In a rating action commentary issued yesterday, Fitch Ratings said the rating reflects high operational and strategic incentives for support from parent company Aitken Spence PLC, under its Parent and Subsidiary Linkage criteria, although legal incentives were assessed as low.
Fitch assessed Aitken Spence Hotel Holdings’ Standalone Credit Profile at AA-(lka), supported by cash flow from its hotel portfolio of 15 owned and four managed properties, mainly in the Maldives and Sri Lanka, together with low leverage and adequate funding access. These strengths were partly offset by the company’s high exposure to the weakening Maldivian economic environment.
The rating agency also assigned a National Long-Term Rating of AA(lka) to the company’s proposed senior unsecured debentures of up to Rs. 5 billion. The debentures are rated one notch below the issuer rating due to subordination to secured bank debt, which accounts for the majority of the company’s borrowings. Proceeds are expected to be used to settle existing bank debt, repay amounts due to Aitken Spence PLC and fund capital expenditure.
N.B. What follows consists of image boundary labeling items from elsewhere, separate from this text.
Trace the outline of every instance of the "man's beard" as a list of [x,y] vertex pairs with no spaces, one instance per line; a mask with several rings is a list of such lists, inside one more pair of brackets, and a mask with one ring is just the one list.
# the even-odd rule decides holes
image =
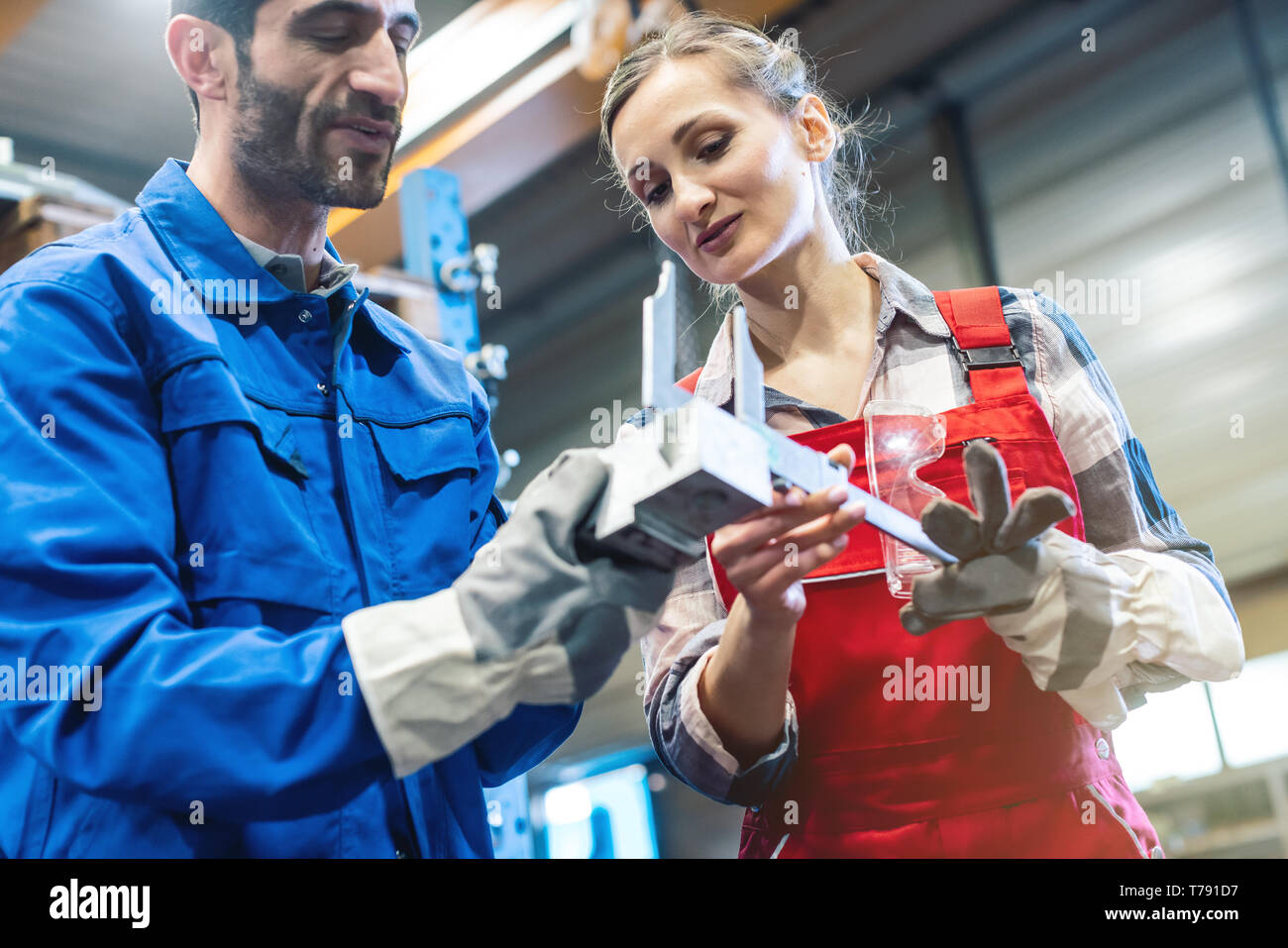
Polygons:
[[[393,144],[402,133],[395,108],[355,104],[321,106],[308,117],[307,146],[299,133],[304,115],[304,93],[261,82],[245,63],[237,79],[241,125],[233,133],[233,164],[246,183],[259,194],[274,200],[299,197],[323,207],[375,207],[384,200],[389,169],[394,162]],[[336,160],[327,156],[326,137],[334,122],[345,115],[370,116],[394,125],[389,155],[355,151]]]

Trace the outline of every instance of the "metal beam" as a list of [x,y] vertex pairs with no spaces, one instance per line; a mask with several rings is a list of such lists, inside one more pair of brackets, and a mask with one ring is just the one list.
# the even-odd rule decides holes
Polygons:
[[[796,0],[728,0],[720,9],[760,22],[796,5]],[[603,82],[591,82],[577,72],[577,54],[567,41],[556,41],[553,53],[547,43],[568,8],[562,0],[483,0],[443,27],[452,52],[450,62],[429,54],[444,45],[439,35],[417,46],[426,52],[416,64],[415,84],[464,91],[457,106],[439,102],[429,109],[438,118],[431,118],[421,139],[399,155],[379,207],[332,211],[327,232],[345,259],[370,268],[401,255],[398,209],[389,198],[417,167],[433,165],[457,175],[461,209],[471,215],[598,133]],[[524,30],[535,31],[529,46],[515,46],[505,39]],[[515,57],[531,57],[531,62],[506,63],[511,72],[501,82],[493,81],[502,72],[497,68],[473,80],[462,80],[448,68],[451,63],[495,63],[497,50],[506,49],[518,50]],[[420,109],[416,106],[424,116]]]
[[1239,48],[1248,66],[1252,93],[1257,98],[1261,120],[1266,124],[1270,143],[1275,149],[1275,160],[1279,164],[1279,178],[1283,185],[1288,188],[1288,139],[1284,137],[1284,125],[1279,118],[1279,98],[1275,95],[1275,77],[1270,70],[1270,63],[1266,61],[1266,52],[1257,32],[1252,4],[1248,0],[1234,0],[1231,6],[1234,8],[1234,24],[1239,33]]

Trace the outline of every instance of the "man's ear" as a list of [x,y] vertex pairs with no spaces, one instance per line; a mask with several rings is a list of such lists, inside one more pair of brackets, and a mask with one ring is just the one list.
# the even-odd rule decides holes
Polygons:
[[810,161],[827,161],[836,149],[836,126],[832,124],[832,117],[827,113],[827,106],[823,104],[823,100],[814,93],[802,95],[792,111],[792,118],[800,134],[805,157]]
[[237,57],[227,30],[182,13],[166,26],[165,48],[179,79],[198,97],[228,98],[228,89],[236,80]]

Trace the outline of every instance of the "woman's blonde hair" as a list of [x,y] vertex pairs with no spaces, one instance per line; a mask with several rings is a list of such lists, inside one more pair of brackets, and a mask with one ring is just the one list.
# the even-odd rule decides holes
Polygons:
[[[790,113],[810,93],[822,99],[836,128],[836,148],[820,167],[827,206],[846,247],[851,252],[869,250],[869,215],[881,216],[885,210],[875,201],[876,188],[864,149],[864,137],[875,130],[876,120],[868,108],[858,118],[850,118],[845,106],[819,86],[814,63],[797,49],[795,30],[783,31],[774,41],[751,23],[697,12],[640,40],[608,77],[599,108],[600,149],[616,183],[626,188],[612,152],[618,112],[658,66],[692,55],[716,57],[734,85],[760,93],[781,115]],[[634,202],[643,210],[638,200]],[[737,296],[732,286],[708,285],[708,290],[717,304],[732,303]]]

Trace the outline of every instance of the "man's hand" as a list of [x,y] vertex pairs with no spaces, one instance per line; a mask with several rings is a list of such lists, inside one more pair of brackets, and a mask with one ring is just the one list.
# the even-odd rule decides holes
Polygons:
[[578,554],[577,531],[607,483],[601,451],[563,452],[452,583],[479,658],[558,643],[572,668],[574,701],[598,692],[631,643],[653,627],[675,581],[671,571]]

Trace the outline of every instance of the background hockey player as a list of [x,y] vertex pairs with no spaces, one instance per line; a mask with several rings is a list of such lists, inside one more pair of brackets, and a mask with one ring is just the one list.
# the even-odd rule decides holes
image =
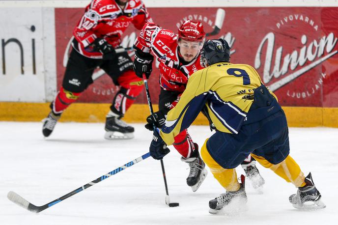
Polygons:
[[226,190],[209,201],[211,213],[220,212],[235,198],[246,202],[244,176],[239,183],[234,168],[250,154],[298,188],[289,197],[294,206],[325,208],[311,173],[306,177],[289,155],[286,118],[277,97],[262,84],[254,69],[232,64],[229,59],[230,48],[224,39],[204,44],[201,60],[206,68],[191,76],[162,130],[154,131],[151,154],[161,158],[168,154],[167,145],[174,142],[174,137],[189,127],[206,105],[217,131],[205,141],[201,155]]
[[[93,83],[91,75],[97,67],[120,86],[106,117],[105,138],[134,137],[134,128],[121,118],[142,90],[143,82],[135,75],[127,53],[117,54],[114,49],[119,47],[121,35],[131,24],[141,29],[151,21],[141,0],[93,0],[87,6],[73,31],[73,49],[62,87],[44,120],[45,137],[51,135],[62,112]],[[116,132],[119,135],[115,135]]]

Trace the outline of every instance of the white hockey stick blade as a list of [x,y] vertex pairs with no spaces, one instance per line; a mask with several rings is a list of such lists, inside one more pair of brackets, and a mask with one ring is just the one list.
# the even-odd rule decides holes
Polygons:
[[223,22],[225,17],[225,11],[224,9],[219,8],[216,13],[216,18],[215,20],[215,26],[217,27],[220,29],[223,26]]
[[168,205],[170,204],[170,197],[169,197],[169,196],[166,196],[166,204]]
[[14,192],[10,191],[8,192],[8,194],[7,195],[7,197],[17,205],[28,210],[28,206],[29,205],[29,202]]

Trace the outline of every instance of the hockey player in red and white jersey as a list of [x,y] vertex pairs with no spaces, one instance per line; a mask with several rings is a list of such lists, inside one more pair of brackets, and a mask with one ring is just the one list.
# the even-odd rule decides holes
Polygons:
[[[153,56],[160,62],[159,111],[147,118],[147,129],[152,130],[153,124],[157,127],[164,124],[168,112],[176,105],[185,89],[190,75],[203,68],[199,61],[199,50],[205,37],[202,24],[189,20],[178,29],[178,35],[154,24],[146,24],[142,29],[134,44],[136,75],[142,77],[142,68],[145,65],[145,73],[147,78],[149,77]],[[186,130],[175,137],[173,146],[182,155],[182,160],[189,165],[187,183],[195,192],[207,174],[198,146]]]
[[[73,50],[62,87],[44,120],[45,137],[50,135],[62,112],[93,83],[92,73],[99,67],[120,87],[106,117],[105,138],[133,137],[134,128],[121,118],[142,90],[143,81],[133,71],[128,53],[116,53],[114,49],[118,48],[123,32],[131,24],[141,29],[151,22],[141,0],[91,1],[74,29]],[[119,134],[115,135],[116,132]]]
[[[153,124],[159,128],[164,125],[167,114],[178,102],[190,75],[204,68],[200,64],[199,50],[205,35],[201,23],[189,20],[178,28],[178,34],[154,24],[146,24],[142,29],[134,45],[136,50],[134,70],[137,75],[142,77],[142,68],[145,65],[147,69],[145,75],[147,78],[149,77],[152,70],[153,55],[160,62],[159,111],[147,118],[148,123],[146,128],[149,130],[152,130]],[[207,111],[203,111],[210,122]],[[212,123],[211,128],[213,127]],[[187,183],[196,191],[207,174],[204,163],[199,157],[198,146],[193,141],[186,130],[175,137],[173,146],[182,155],[182,160],[189,165],[190,171]],[[241,166],[254,188],[259,188],[260,191],[265,182],[255,163],[255,160],[249,156]]]

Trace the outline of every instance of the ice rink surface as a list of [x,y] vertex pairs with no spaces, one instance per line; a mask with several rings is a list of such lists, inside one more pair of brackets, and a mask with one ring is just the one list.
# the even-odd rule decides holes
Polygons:
[[[248,203],[241,210],[208,213],[209,200],[224,192],[208,174],[193,193],[186,184],[188,166],[176,150],[164,158],[171,202],[159,161],[148,158],[94,186],[35,214],[7,198],[13,191],[42,205],[100,177],[148,151],[150,132],[134,124],[135,138],[108,141],[104,124],[59,123],[44,139],[41,123],[0,122],[0,224],[1,225],[326,225],[338,220],[338,129],[290,129],[290,155],[311,171],[327,208],[304,211],[292,207],[288,197],[296,189],[258,165],[265,179],[263,193],[247,182]],[[200,146],[211,135],[206,126],[189,133]],[[244,173],[237,169],[238,175]]]

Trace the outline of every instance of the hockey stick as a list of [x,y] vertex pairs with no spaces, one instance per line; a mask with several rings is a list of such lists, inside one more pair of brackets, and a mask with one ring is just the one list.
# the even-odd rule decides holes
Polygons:
[[41,206],[36,206],[36,205],[33,205],[33,204],[28,202],[26,199],[25,199],[21,196],[19,196],[19,195],[18,195],[14,192],[10,191],[8,192],[8,194],[7,195],[7,197],[8,198],[9,200],[14,202],[15,204],[20,205],[20,206],[23,207],[31,212],[38,213],[42,210],[44,210],[45,209],[49,208],[50,207],[53,206],[55,204],[59,203],[61,201],[62,201],[66,198],[68,198],[71,196],[72,196],[75,194],[79,193],[79,192],[84,190],[84,189],[86,189],[89,187],[91,187],[94,185],[94,184],[103,181],[105,179],[108,178],[110,176],[111,176],[113,175],[114,175],[117,173],[118,172],[120,172],[124,170],[124,169],[127,169],[128,167],[131,167],[134,164],[136,164],[140,162],[141,162],[142,160],[146,159],[150,156],[150,154],[149,152],[147,152],[147,153],[144,154],[142,156],[139,157],[137,159],[135,159],[132,161],[129,162],[126,164],[125,164],[124,165],[120,167],[119,167],[118,168],[117,168],[113,171],[109,172],[108,173],[99,177],[96,180],[94,180],[86,184],[85,184],[82,187],[81,187],[78,188],[77,189],[76,189],[69,193],[68,194],[64,195],[62,197],[60,197],[50,202],[49,202],[46,204],[45,205],[42,205]]
[[214,28],[214,30],[210,33],[207,33],[206,34],[205,34],[207,37],[218,34],[221,30],[221,29],[222,29],[222,26],[223,26],[223,22],[224,22],[224,19],[225,17],[225,11],[224,10],[224,9],[220,8],[217,9],[216,17],[215,19],[215,28]]
[[[145,66],[143,66],[143,67]],[[143,68],[143,71],[144,71],[144,68]],[[151,104],[151,99],[150,99],[150,94],[149,93],[149,86],[148,86],[148,81],[147,81],[147,78],[145,77],[145,74],[143,73],[143,81],[144,83],[144,88],[145,88],[145,93],[147,95],[147,100],[148,100],[148,105],[149,106],[149,110],[150,111],[150,113],[152,115],[154,114],[154,110],[153,110],[153,105]],[[156,127],[154,124],[154,131],[155,132],[156,130]],[[163,179],[164,180],[164,186],[166,188],[166,193],[167,196],[166,196],[166,204],[168,205],[169,207],[176,207],[179,205],[179,203],[178,202],[170,202],[170,197],[169,197],[169,192],[168,191],[168,186],[167,184],[167,178],[166,178],[166,171],[164,169],[164,164],[163,163],[163,160],[161,160],[161,167],[162,168],[162,173],[163,174]]]

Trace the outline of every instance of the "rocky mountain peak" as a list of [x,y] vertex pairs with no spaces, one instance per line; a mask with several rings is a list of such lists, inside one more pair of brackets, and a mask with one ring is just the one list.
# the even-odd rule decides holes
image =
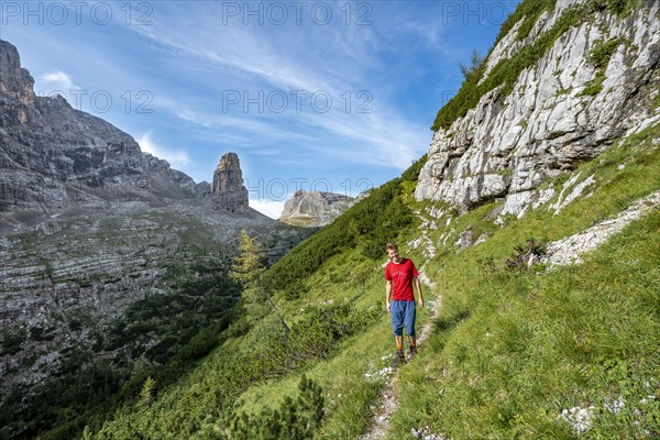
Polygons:
[[234,213],[248,211],[248,189],[237,153],[227,153],[213,173],[213,206]]
[[284,204],[279,221],[299,227],[323,227],[355,204],[352,197],[299,189]]
[[[34,78],[30,72],[21,67],[21,57],[16,47],[0,40],[0,94],[11,97],[23,106],[34,102]],[[25,109],[15,113],[20,123],[26,122]]]

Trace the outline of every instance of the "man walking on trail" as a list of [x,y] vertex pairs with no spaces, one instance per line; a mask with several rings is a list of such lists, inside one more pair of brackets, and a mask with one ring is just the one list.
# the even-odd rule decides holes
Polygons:
[[424,307],[424,296],[421,295],[421,283],[419,283],[419,273],[413,260],[404,258],[398,254],[398,249],[394,243],[387,243],[386,246],[389,263],[385,266],[385,304],[387,311],[392,314],[392,329],[396,341],[395,364],[405,361],[404,356],[404,327],[410,340],[410,358],[417,352],[417,339],[415,337],[415,295],[413,285],[419,296],[419,307]]

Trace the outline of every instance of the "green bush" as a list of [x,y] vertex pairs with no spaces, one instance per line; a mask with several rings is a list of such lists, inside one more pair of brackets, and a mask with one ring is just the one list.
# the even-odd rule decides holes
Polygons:
[[231,416],[230,439],[306,440],[312,439],[323,418],[322,388],[305,375],[298,384],[296,399],[285,397],[278,409],[263,409],[258,415]]

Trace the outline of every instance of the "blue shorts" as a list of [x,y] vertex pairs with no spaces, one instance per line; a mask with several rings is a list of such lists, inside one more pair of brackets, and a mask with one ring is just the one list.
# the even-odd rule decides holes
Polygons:
[[415,336],[415,301],[392,301],[389,304],[392,329],[395,337],[404,336],[404,326],[406,326],[406,334]]

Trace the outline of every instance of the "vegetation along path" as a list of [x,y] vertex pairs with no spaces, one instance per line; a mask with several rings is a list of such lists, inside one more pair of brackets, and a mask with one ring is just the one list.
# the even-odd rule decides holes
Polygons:
[[[419,212],[416,212],[416,215],[419,216]],[[419,228],[419,230],[421,231],[420,242],[426,243],[426,253],[427,253],[428,260],[430,260],[431,257],[433,257],[433,255],[436,253],[436,249],[433,248],[432,241],[427,235],[427,230],[426,230],[425,226],[426,226],[426,223],[422,222],[422,226]],[[428,260],[427,260],[427,262],[428,262]],[[422,282],[425,287],[432,288],[436,286],[436,283],[433,283],[431,279],[429,279],[429,277],[426,275],[425,267],[426,267],[426,263],[419,268],[419,280]],[[424,324],[424,327],[419,331],[419,334],[417,338],[418,345],[422,345],[425,343],[425,341],[428,339],[428,337],[430,334],[431,326],[433,323],[433,319],[436,318],[436,316],[438,315],[438,311],[440,310],[441,300],[442,300],[442,298],[438,296],[438,297],[433,298],[432,300],[430,300],[429,302],[427,302],[426,307],[428,307],[431,310],[431,317],[429,318],[429,320]],[[398,400],[397,400],[397,396],[396,396],[397,375],[394,374],[395,373],[394,369],[387,367],[387,370],[388,370],[388,375],[387,375],[385,385],[383,386],[383,389],[381,391],[381,395],[376,399],[378,402],[378,407],[376,409],[376,413],[374,414],[374,418],[372,420],[371,428],[366,433],[362,435],[359,438],[359,440],[380,440],[380,439],[384,439],[387,436],[387,431],[389,430],[389,420],[391,420],[392,415],[394,414],[395,409],[398,407]],[[436,437],[429,436],[428,438],[429,438],[429,440],[431,440],[431,439],[435,439]]]

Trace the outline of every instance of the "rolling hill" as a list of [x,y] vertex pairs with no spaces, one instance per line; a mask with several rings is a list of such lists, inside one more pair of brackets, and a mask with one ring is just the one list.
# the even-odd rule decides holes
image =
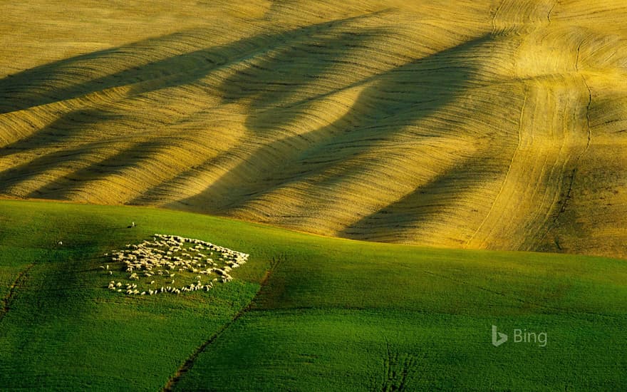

Fitch said Aitken Spence Hotel Holdings contributes around 65% of Aitken Spence PLC’s EBITDA and over 50% of group assets over the medium term. It expects the hotel group’s EBITDA to grow at a compound annual rate of about 10% between the financial years ending March 2026 and March 2029, driven by refurbishment-related capital expenditure, higher room rates and improved margins. The company’s US dollar-pegged cash flows were also cited as providing operational and financing flexibility during Sri Lanka’s recent economic crisis.
Operational incentives for parent support were assessed as high, reflecting board and management overlap and a shared brand, while legal incentives were deemed low as guaranteed debt is expected to decline over time. Fitch noted that Aitken Spence PLC had provided intragroup liquidity support, including advances of Rs. 2.7 billion to the hotel subsidiary as at the end of the financial year 2025.
Fitch also factored in indirect support from ultimate parent Melstacorp PLC, which owns 51% of Aitken Spence PLC. While Melstacorp’s strategic incentives to support Aitken Spence PLC were assessed as medium, Fitch expects support to flow through the group if required, given the hotel business’ contribution to overall earnings.
Hotel operations remain the primary cash flow driver, with the Maldives accounting for about 70% of Aitken Spence Hotel Holdings’ EBITDA. Fitch expects tourist arrivals to the Maldives to grow by mid-single digits in 2025, following 9% growth in 2024, supported by recovering demand from China and Russia. EBITDA margins are forecast to average around 25% over the period from FY26 to FY29.
However, Fitch highlighted a cash flow and debt mismatch, as most earnings are generated in the Maldives while borrowings are largely with Sri Lankan banks. This exposes liquidity to potential tightening of Maldivian currency regulations in the event of sovereign stress. While recent foreign currency conversion requirements in the Maldives exempt businesses with offshore debt servicing needs, Fitch said risks remain over the rating horizon.
Despite higher refurbishment-related capital expenditure, Fitch expects leverage to remain moderate, with EBITDAR net leverage forecast at 2.5 times by the end of FY26 and 2.9 times by FY27. Capital expenditure is expected to rise to around 11% of revenue in FY26 and 13% in FY27, funded through a mix of new debt, operating cash flow and existing cash balances.
As at the end of FY25, Aitken Spence PLC held a cash balance of around Rs. 43 billion, including Rs. 10 billion at the hotel subsidiary level. Fitch said this, together with forecast free cash flow and strong access to domestic banks, supports upcoming term loan repayments and the rollover of short-term working capital facilities.
Aitken Spence Hotel Holdings owns and manages hotel properties in Sri Lanka, the Maldives, India and Oman, with an inventory of over 2,600 rooms across its portfolio as at FY25.